Hi, does anybody know what the maximum allowable difference in length
between signal lines is on old, narrow, 8 bit, 50-pin SCSI-1 or fast
SCSI-2. (good old 50-pin ribbon cable style)
Please note that I'm *not* looking for the max allowable cable
length.
Rather I want to know what the largest acceptable difference between
the lengths of 2 conductors/traces in a cable/pcb is that will.
I need to know this because I'm having a printed circuit board routed
for use in an old legacy system that runs SCSI along with some other
signals on a proprietary connector, and I want to make sure I don't
violate the spec.
Somebody told me 1 inch was the limit, but I wanted to double check
before fabricating any boards.
Re: Simple SCSI-1 signal trace length question, anybody know the answer?
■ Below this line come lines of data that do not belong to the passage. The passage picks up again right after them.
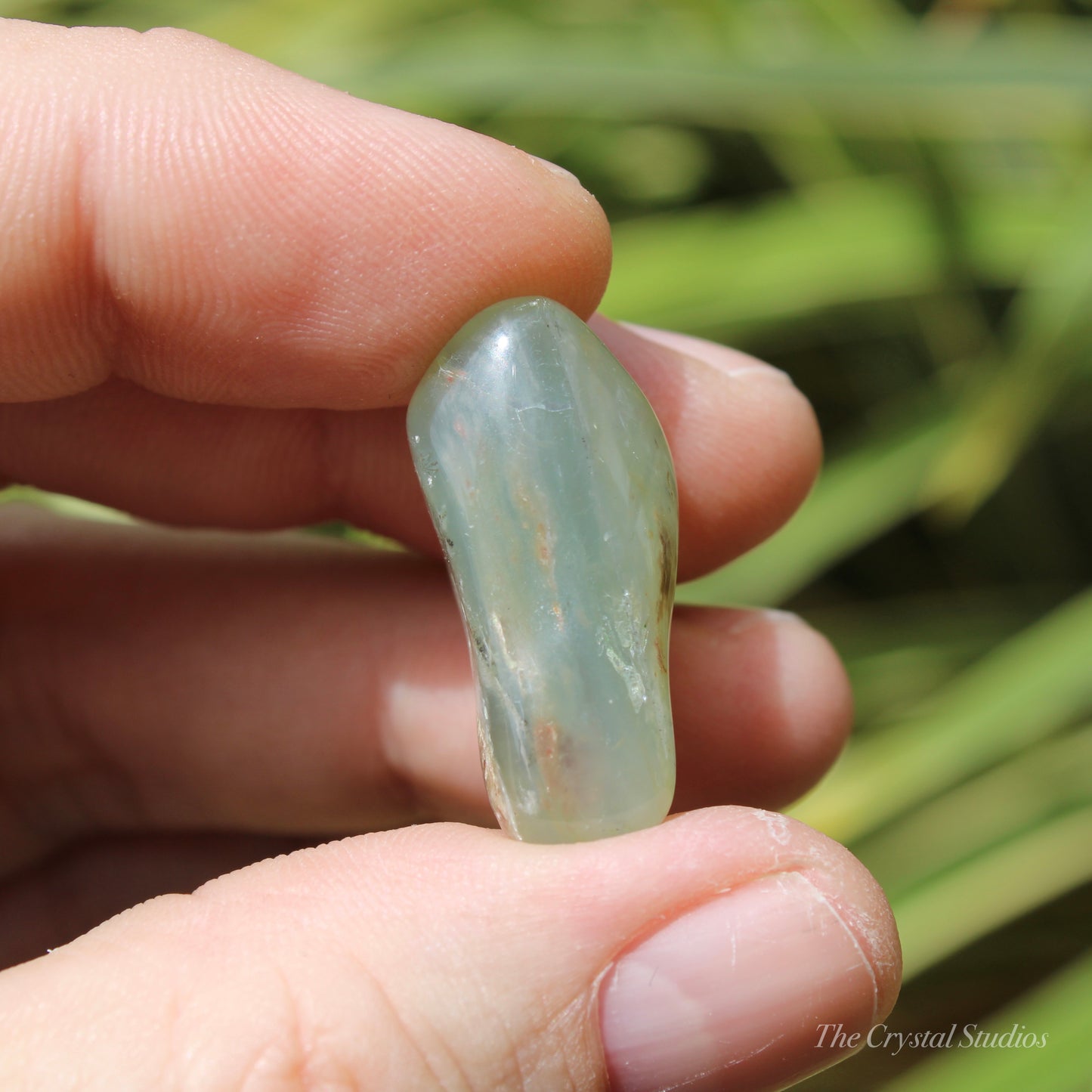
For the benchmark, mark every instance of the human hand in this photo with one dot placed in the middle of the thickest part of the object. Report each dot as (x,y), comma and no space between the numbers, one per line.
(218,285)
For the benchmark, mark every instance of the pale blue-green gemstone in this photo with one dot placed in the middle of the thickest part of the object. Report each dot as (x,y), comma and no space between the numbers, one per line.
(552,490)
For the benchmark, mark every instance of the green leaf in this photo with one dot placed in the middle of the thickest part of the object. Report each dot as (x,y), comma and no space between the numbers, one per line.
(1060,1009)
(861,495)
(959,908)
(1027,688)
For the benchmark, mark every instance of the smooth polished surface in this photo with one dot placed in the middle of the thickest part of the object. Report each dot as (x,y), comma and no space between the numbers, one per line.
(552,490)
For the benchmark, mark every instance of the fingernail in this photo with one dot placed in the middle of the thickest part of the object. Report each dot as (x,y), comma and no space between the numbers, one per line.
(729,362)
(555,169)
(765,984)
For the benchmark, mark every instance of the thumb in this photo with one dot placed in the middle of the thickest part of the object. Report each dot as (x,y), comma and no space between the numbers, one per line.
(712,949)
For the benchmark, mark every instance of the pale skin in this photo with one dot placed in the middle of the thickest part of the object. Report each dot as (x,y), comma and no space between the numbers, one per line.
(218,285)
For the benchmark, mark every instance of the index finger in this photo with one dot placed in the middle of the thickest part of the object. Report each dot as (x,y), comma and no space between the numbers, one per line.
(214,228)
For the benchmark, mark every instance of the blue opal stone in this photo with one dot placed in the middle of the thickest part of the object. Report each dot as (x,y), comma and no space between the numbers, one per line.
(552,491)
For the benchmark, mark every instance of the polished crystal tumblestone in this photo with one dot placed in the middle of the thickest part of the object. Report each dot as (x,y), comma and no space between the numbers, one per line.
(552,488)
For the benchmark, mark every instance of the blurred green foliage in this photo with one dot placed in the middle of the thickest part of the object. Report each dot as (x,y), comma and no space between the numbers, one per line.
(892,201)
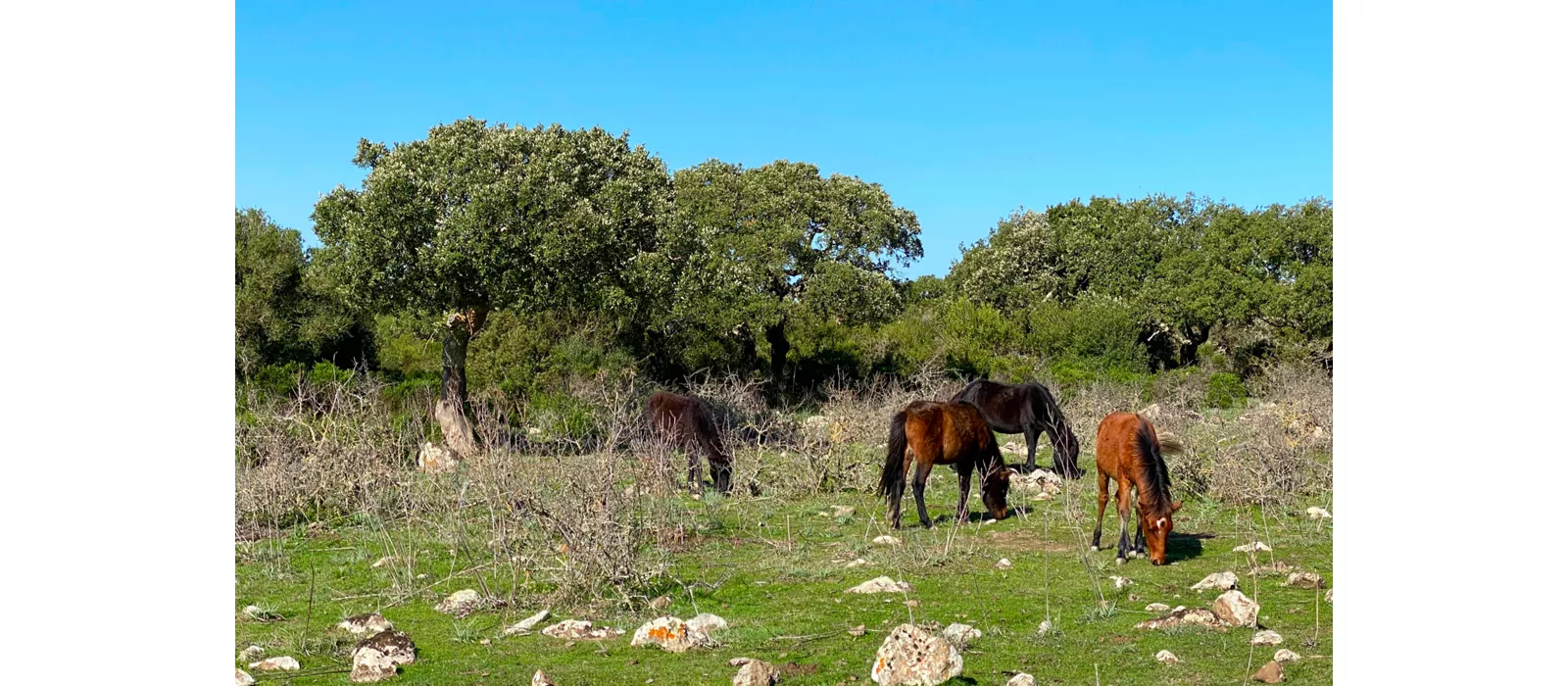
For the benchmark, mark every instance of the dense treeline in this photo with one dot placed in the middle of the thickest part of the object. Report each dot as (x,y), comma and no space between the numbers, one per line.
(514,259)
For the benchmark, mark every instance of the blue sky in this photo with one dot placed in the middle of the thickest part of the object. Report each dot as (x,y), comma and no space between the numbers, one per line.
(963,112)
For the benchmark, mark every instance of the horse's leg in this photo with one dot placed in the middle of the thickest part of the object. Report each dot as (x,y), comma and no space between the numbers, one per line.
(1104,497)
(1032,437)
(1123,510)
(964,468)
(921,471)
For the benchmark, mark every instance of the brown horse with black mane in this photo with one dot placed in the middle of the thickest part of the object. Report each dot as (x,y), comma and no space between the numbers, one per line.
(1128,450)
(929,434)
(1026,409)
(687,423)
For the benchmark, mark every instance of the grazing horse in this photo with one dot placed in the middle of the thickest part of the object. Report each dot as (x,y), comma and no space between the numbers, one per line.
(1128,450)
(929,434)
(1029,409)
(687,423)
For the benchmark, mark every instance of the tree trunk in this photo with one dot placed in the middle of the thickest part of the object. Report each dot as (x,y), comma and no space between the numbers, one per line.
(452,409)
(778,346)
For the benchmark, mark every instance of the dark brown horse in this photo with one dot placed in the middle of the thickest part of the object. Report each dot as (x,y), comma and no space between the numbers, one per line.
(687,423)
(929,434)
(1026,409)
(1128,450)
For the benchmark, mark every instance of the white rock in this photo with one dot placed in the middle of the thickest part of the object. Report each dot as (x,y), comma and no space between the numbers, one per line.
(462,604)
(281,662)
(525,625)
(909,655)
(1217,581)
(671,635)
(882,584)
(1267,638)
(708,622)
(960,635)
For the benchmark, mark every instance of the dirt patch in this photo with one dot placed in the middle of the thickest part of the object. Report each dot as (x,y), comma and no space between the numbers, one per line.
(1026,541)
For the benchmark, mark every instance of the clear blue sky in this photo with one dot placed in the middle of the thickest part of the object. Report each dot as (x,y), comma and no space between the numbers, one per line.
(961,112)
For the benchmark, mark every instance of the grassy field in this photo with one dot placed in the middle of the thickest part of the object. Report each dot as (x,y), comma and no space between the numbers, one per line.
(775,568)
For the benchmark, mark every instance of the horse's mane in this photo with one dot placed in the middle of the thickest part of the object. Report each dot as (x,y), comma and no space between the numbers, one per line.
(1154,479)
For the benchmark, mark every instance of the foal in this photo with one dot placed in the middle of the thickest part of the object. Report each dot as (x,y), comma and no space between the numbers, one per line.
(1128,450)
(929,434)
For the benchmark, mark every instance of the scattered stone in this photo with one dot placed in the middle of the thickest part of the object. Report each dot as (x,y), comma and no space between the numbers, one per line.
(671,635)
(753,672)
(1272,672)
(882,584)
(366,623)
(1303,580)
(960,635)
(574,628)
(281,662)
(1217,581)
(913,657)
(380,655)
(521,628)
(462,604)
(1236,610)
(708,622)
(436,460)
(1267,638)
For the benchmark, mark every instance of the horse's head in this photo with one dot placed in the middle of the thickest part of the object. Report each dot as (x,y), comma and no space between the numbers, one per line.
(993,492)
(1156,528)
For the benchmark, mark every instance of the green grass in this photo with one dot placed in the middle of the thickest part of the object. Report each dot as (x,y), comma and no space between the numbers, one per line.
(783,576)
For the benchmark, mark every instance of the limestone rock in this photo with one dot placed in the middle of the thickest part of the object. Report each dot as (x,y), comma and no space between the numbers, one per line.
(276,664)
(671,635)
(1267,638)
(882,584)
(960,635)
(378,657)
(366,623)
(1217,581)
(462,604)
(1270,672)
(525,625)
(1236,610)
(913,657)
expedienttel@aol.com wrote:
>
> Hi, does anybody know what the maximum allowable difference in length
> between signal lines is on old, narrow, 8 bit, 50-pin SCSI-1 or fast
> SCSI-2. (good old 50-pin ribbon cable style)
>
> Please note that I'm *not* looking for the max allowable cable
> length.
>
> Rather I want to know what the largest acceptable difference between
> the lengths of 2 conductors/traces in a cable/pcb is that will.
The connected devices don't care for length, they only "see" the
electrical propagation delay. So the answer depends on the signal speed
on the cable.
Physical:
SCSI2 specify for Fast10 transfer mode:
200ps/m maximum signal-to-signal propagation delay delta.
SPI specify in general:
5.4ns/m maximum propagation delay.
150ps/m maximum signal-to-signal propagation delay delta.
Protocol:
There is a "Cable skew" timing of 4ns for all transfer modes up to
Fast10. It is defined as:
| The maximum difference in propagation time allowed between any two
| SCSI bus signals measured between any two SCSI devices excluding any
| signal distortion skew delays.
For SCSI2 this seems to be inconsistent because a SCSI2 HVD-Bus is
allowed to be 25m long. But 25m * 200ps/m results in 5ns. IMHO this is
the reason why they have reduced it to 150ps/m in SCSI3/SPI, 25m *
150ps/m results in 3.75ns what is less then one "Cable skew" time.
> I need to know this because I'm having a printed circuit board routed
> for use in an old legacy system that runs SCSI along with some other
> signals on a proprietary connector, and I want to make sure I don't
> violate the spec.
>
> Somebody told me 1 inch was the limit, but I wanted to double check
> before fabricating any boards.
For the _worst_case_ calculation you can use the slowest allowed
propagation speed:
5.4ns/m (approx. 2/3 * speed of light)
This results in a maximum of 135ns runtime from Terminator to Terminator
(25m bus length). The cycle time for the Fast10 transfer mode is 100ns.
For every meter of cable or trace, the maximum length difference is:
150ps / (5.4ns/m)
150p / 5.4n [m] = 28mm
The 1inch is a good approximation for 1m bus length.
Note:
If you want to design a "good" board, your traces must have a defined
impedance that matches the one of the cable to avoid reflections on the
connection. Look at Annex L how to calculate the impedance of different
stripline layouts: ftp://ftp.t10.org:21/t10/drafts/spi4/spi4r10.pdf
If your board traces are not longer than the maximum stub length (100mm)
or if your whole bus is very short, you maybe don't want to use
striplines and let your design eat up the signal margin. For
asynchronous transfer mode, the "quick and dirty" solution is to simply
ensure that the REQ and ACK signals are the longest on the backplane.